Why you should never trust a data visualisation

in The Guardian: “An excellent blogpost has been receiving a lot of attention over the last week. Pete Warden, an experienced data scientist and author for O’Reilly on all things data, writes:

The wonderful thing about being a data scientist is that I get all of the credibility of genuine science, with none of the irritating peer review or reproducibility worries … I thought I was publishing an entertaining view of some data I’d extracted, but it was treated like a scientific study.

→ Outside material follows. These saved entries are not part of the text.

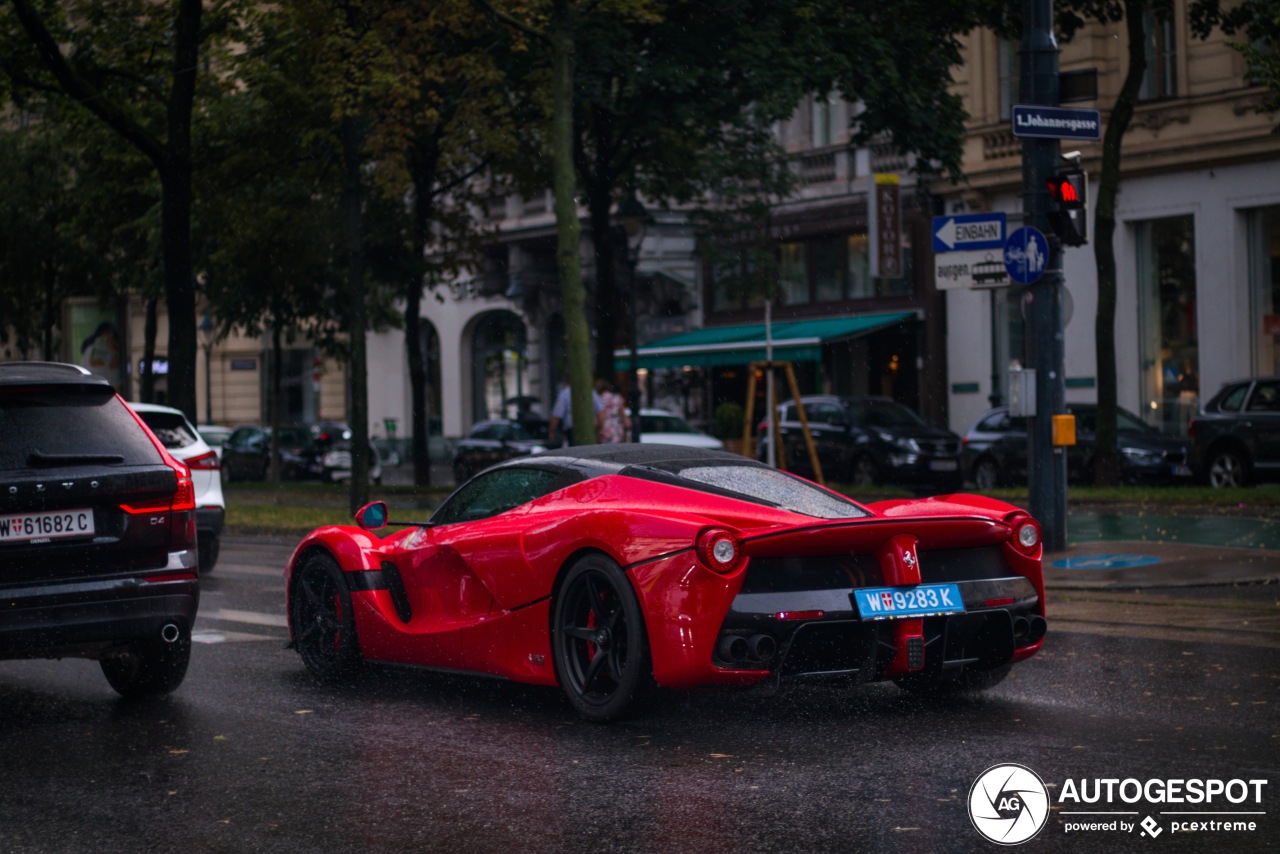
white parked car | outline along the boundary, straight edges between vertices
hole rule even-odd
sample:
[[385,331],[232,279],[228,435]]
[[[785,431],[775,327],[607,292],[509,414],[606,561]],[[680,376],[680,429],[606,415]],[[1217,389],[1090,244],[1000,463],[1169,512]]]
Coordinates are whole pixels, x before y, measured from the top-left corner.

This is an important acknowledgement of a very real problem, but in my view Warden has the wrong target in his crosshairs. Data presented in any medium is a powerful tool and must be used responsibly, but it is when information is expressed visually that the risks are highest.
The central example Warden uses is his visualisation of Facebook friend networks across the United States, which proved extremely popular and was even cited in the New York Times as evidence for growing social division.
As he explains in his post, the methodology behind his underlying network graph is perfectly defensible, but the subsequent clustering process was “produced by me squinting at all the lines, coloring in some areas that seemed more connected in a paint program, and picking silly names for the areas”. The exercise was only ever intended as a bit of fun with a large and interesting dataset, so there really shouldn’t be any problem here.
But there is: humans are visual creatures. Peer-reviewed studies have shown that we can consume information more quickly when it is expressed in diagrams than when it is presented as text.
Even something as simple as colour scheme can have a marked impact on the perceived credibility of information presented visually – often a considerably more marked impact than the actual authority of the data source.
Another great example of this phenomenon was the Washington Post’s ‘map of the world’s most and least racially tolerant countries‘, which went viral back in May of this year. It was widely accepted as an objective, scientific piece of work, despite a number of social scientists identifying flaws in the methodology and the underlying data itself.”